Não. Não. Não. Por que isso estava acontecendo de novo? Um perdão sem merecimento é pior do que nunca ser perdoada.
– Você pode sempre trabalhar p’ra merecer o próprio perdão. - Gwenny confortou-a.
Greneva deixou as palavras da outra ecoarem em sua mente por alguns momentos. E então concluiu, voz ainda trêmula:
– Você tem razão.
– Você devia ir antes que o correio feche. Quer qu’eu te acompanhe?
– Não, obrigada. E… - inspirou e exalou profundamente- Desculpe. E, se você precisar qualquer ajuda e não conseguir me achar, saiba que eu gosto de ficar na costa perto do colégio.
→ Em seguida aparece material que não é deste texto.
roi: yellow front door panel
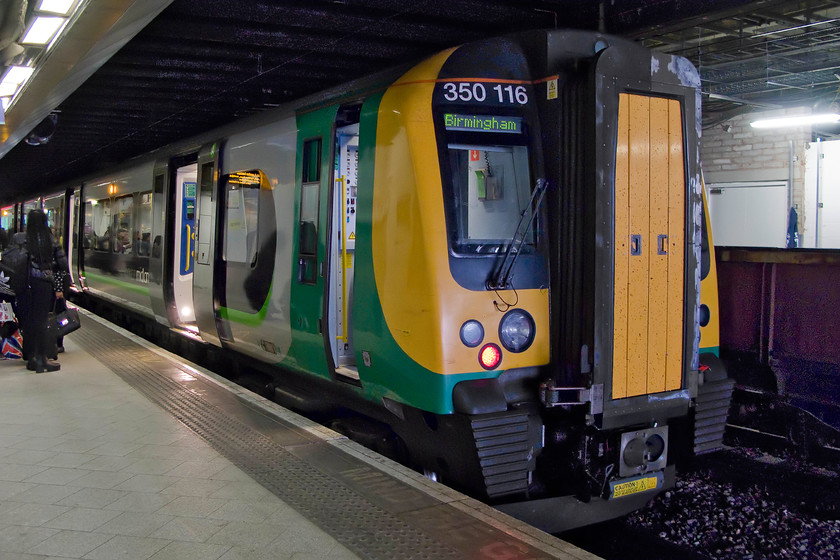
[612,93,687,399]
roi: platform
[0,309,596,560]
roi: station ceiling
[0,0,840,203]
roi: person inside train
[13,210,70,373]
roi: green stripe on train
[83,271,149,296]
[219,281,274,327]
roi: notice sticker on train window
[443,113,522,134]
[610,473,664,498]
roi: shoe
[35,358,61,373]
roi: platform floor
[0,310,595,560]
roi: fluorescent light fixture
[38,0,76,16]
[750,113,840,128]
[3,66,35,85]
[20,16,65,45]
[0,82,19,97]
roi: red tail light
[478,344,502,369]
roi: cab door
[290,106,338,377]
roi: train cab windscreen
[443,113,535,255]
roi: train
[2,30,731,532]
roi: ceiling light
[20,16,65,45]
[38,0,76,16]
[2,66,35,85]
[750,113,840,128]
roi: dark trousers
[19,278,55,360]
[54,298,67,350]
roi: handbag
[54,307,82,337]
[0,246,29,296]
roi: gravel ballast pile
[626,450,840,560]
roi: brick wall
[700,108,811,233]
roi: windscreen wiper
[487,179,548,290]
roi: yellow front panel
[700,177,720,354]
[612,94,686,399]
[665,100,686,391]
[372,51,549,374]
[624,95,656,396]
[647,98,670,393]
[613,95,630,399]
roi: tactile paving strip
[73,321,463,560]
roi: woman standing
[19,210,68,373]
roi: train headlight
[478,343,502,369]
[699,303,712,327]
[461,319,484,348]
[499,309,537,353]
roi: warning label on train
[610,475,662,498]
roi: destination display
[443,113,522,134]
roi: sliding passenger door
[291,107,337,376]
[149,161,174,324]
[193,144,222,346]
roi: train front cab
[406,32,716,531]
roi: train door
[67,187,81,288]
[193,144,222,346]
[0,205,15,233]
[149,155,198,331]
[44,194,67,245]
[329,112,359,379]
[290,107,337,376]
[172,163,198,327]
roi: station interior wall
[700,108,840,248]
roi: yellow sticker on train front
[612,476,659,498]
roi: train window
[134,191,152,257]
[113,195,135,253]
[222,170,268,267]
[83,198,111,251]
[449,144,534,254]
[44,196,64,245]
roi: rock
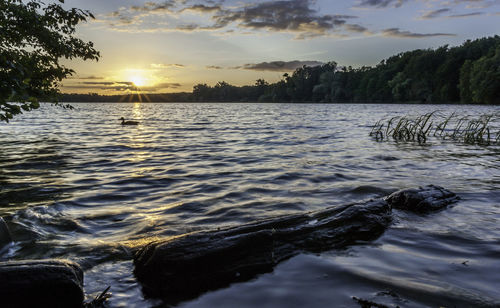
[385,185,460,213]
[134,186,456,304]
[0,217,12,249]
[134,200,391,303]
[0,260,84,308]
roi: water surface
[0,103,500,307]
– Ess’é um bom primeiro passo. - disse, com uma voz mais aguda.
– Obri— Ei, você está me tratando como seus irmãozinhos?
– Hahah, você me pegou. É o único jeito qu’eu sei cuidar d’alguém! - se explicou.
– Eu não sou uma criança! - reclamou, rindo - Bem, até mais! - Greneva partiu para o correio, vendo Gwenny acenando em despedida atrás de si.